Dans tous les cas il y a action d’une force contraignante prenant appui sur une morale sociale, c’est-à-dire un état de contradiction et de conflits. Toute société est contradictoire en soi. Toute société exige des efforts de la part de ceux qui la constituent. Or contradiction, conflit, effort, compétition sont des barrières qui empêchent toute mutation, car mutation veut dire liberté.

En effet, toute expérience vécue – et je ne parle pas seulement de celles dites spirituelles – a nécessairement ses racines dans le passé.
Qu’il s’agisse de la réalité ou de mon voisin, ce que je reconnais implique une association avec du passé. Une expérience dite spirituelle est la réponse du passé à mon angoisse, à ma douleur, à ma peur, à mon espérance. Cette réponse est la projection d’une compensation à un état misérable. Ma conscience projette le contraire de ce qu’elle est, parce que je suis persuadé que ce contraire exalté et heureux est une réalité consolante. Ainsi, ma foi catholique ou bouddhiste construit et projette l’image de la Vierge ou du Bouddha, et ces fabrications éveillent une émotion intense dans ces mêmes couches de conscience inexplorées qui, l’ayant fabriquée sans le savoir, la prennent pour la réalité. Les symboles, ou les mots, deviennent plus importants que la réalité. Ils s’installent en tant que mémoire dans une conscience qui dit : « Je sais, car j’ai eu une expérience spirituelle. » Alors les mots et le conditionnement se vita- lisent mutuellement dans le cercle vicieux d’un circuit fermé.

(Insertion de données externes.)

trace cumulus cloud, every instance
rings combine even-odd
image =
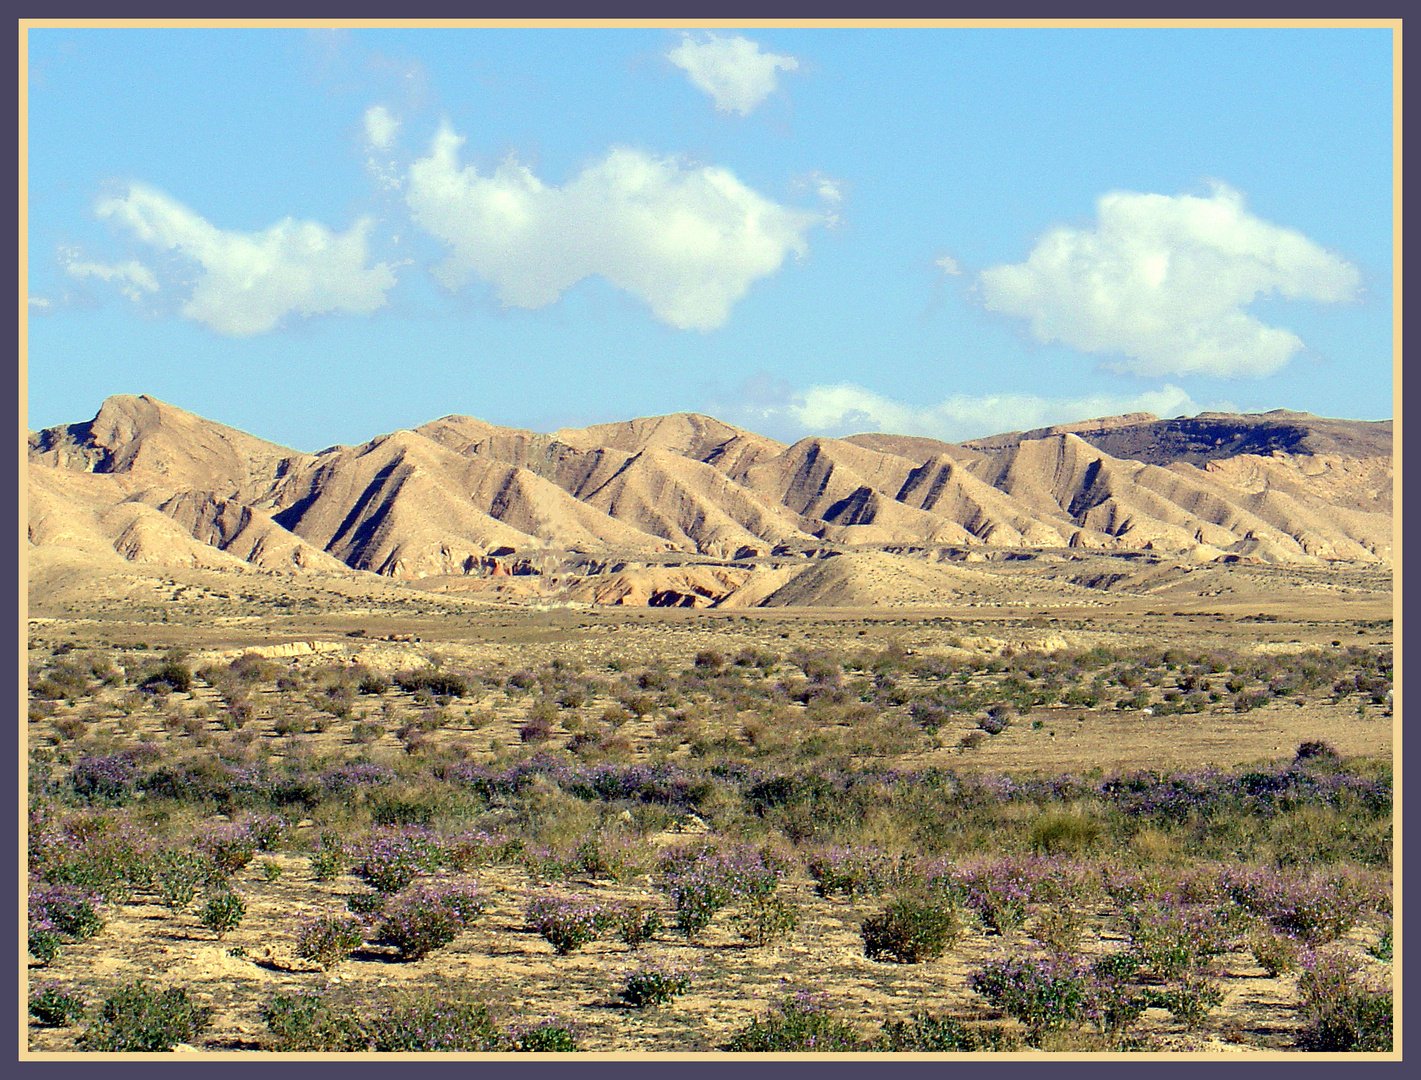
[[[539,308],[600,275],[663,322],[710,330],[750,285],[807,251],[816,214],[777,205],[725,169],[615,149],[562,187],[509,159],[491,175],[461,168],[447,127],[409,169],[406,200],[449,247],[436,279],[471,278],[508,307]]]
[[[400,122],[383,105],[365,110],[365,138],[376,150],[388,150],[395,141]]]
[[[75,261],[67,264],[65,270],[76,278],[98,278],[100,281],[114,282],[118,285],[119,292],[135,303],[143,298],[145,292],[158,291],[158,279],[153,276],[153,271],[137,260],[119,263],[117,266]]]
[[[96,212],[197,264],[182,311],[219,334],[265,333],[291,314],[368,315],[395,284],[386,264],[366,265],[372,222],[365,218],[345,233],[291,218],[264,232],[233,232],[141,184],[100,202]]]
[[[1303,347],[1244,306],[1260,296],[1348,300],[1355,267],[1269,224],[1216,185],[1208,197],[1114,192],[1093,229],[1062,226],[1026,262],[980,278],[987,308],[1029,320],[1040,341],[1114,354],[1140,375],[1263,376]]]
[[[47,296],[31,296],[29,301],[35,311],[48,311],[54,306],[54,301]]]
[[[699,42],[688,34],[666,58],[709,94],[718,110],[741,116],[754,112],[774,93],[779,72],[799,67],[793,56],[761,52],[760,46],[747,38],[715,34]]]
[[[922,435],[948,442],[981,438],[1006,431],[1029,431],[1098,416],[1148,412],[1180,416],[1200,411],[1177,386],[1162,386],[1133,396],[1088,394],[1048,398],[1034,394],[954,394],[935,405],[911,405],[849,383],[812,386],[801,392],[782,391],[773,398],[759,388],[749,402],[735,409],[737,419],[756,430],[800,435],[854,435],[884,431]],[[1232,411],[1228,403],[1210,408]]]
[[[950,274],[953,277],[962,273],[961,264],[951,255],[944,255],[940,259],[935,259],[933,265],[939,267],[944,274]]]
[[[400,163],[390,156],[400,120],[383,105],[371,105],[365,110],[365,168],[376,185],[385,191],[398,191],[404,186]]]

Carlos Suarès : Récapitulons. Tant qu’existe dans la conscience un conflit, quel qu’il soit, il n’y a pas mutation. Tant que domine sur nos pensées l’autorité de l’Église ou de l’État, il n’y a pas mutation. Tant que notre expérience personnelle s’érige en autorité intérieure, il n’y a pas mutation. Tant que l’éducation, le milieu social, la tradition, la culture, bref notre civilisation, avec tous ses rouages, nous conditionne, il n ’y a pas mutation. Tant qu’il y a adaptation, il n’y a pas mutation. Tant qu’il y a évasion, de quelque nature qu’elle soit, il n’y a pas mutation. Tant queje m’efforce vers une ascèse, tant que je crois à une révélation, tant que j’ai un idéal quel qu’il soit, il n’y a pas mutation. Tant que je cherche à me connaître en m’analysant psychologiquement, il n’y a pas mutation. Tant qu’il y a effort vers une mutation, il n’y a pas mutation. Tant qu’il y a image, symbole, ou des idées, ou même des mots, il n’y a pas mutation. En ai-je assez dit ? Non pas. Car, parvenu à ce point, je ne peux qu’être amené à ajouter : tant qu’il y a pensée, il n’y a pas mutation.
Krishnamurti : C’est exact.
Carlos Suarès : Alors, qu’est-ce que cette mutation dont vous parlez tout le temps ?
Krishnamurti : C’est une explosion totale à l’intérieur des couches inexplorées de la conscience, une explosion dans le germe ou, si vous voulez, dans la racine du conditionnement, une destruction de la durée.
Carlos Suarès : Mais la vie même est conditionnement. Comment peut-on détruire la durée et ne pas détruire la vie elle-même ?

Krishnamurti : Mourez à la Durée. Mourez à la conception total du Temps : au passé, au présent et au futur. Mourez aux systèmes, mourez aux symboles, mourez aux mots, car ce sont des facteurs de décomposition. Mourez à votre psychisme car c’est lui qui fabrique le Temps psychologique.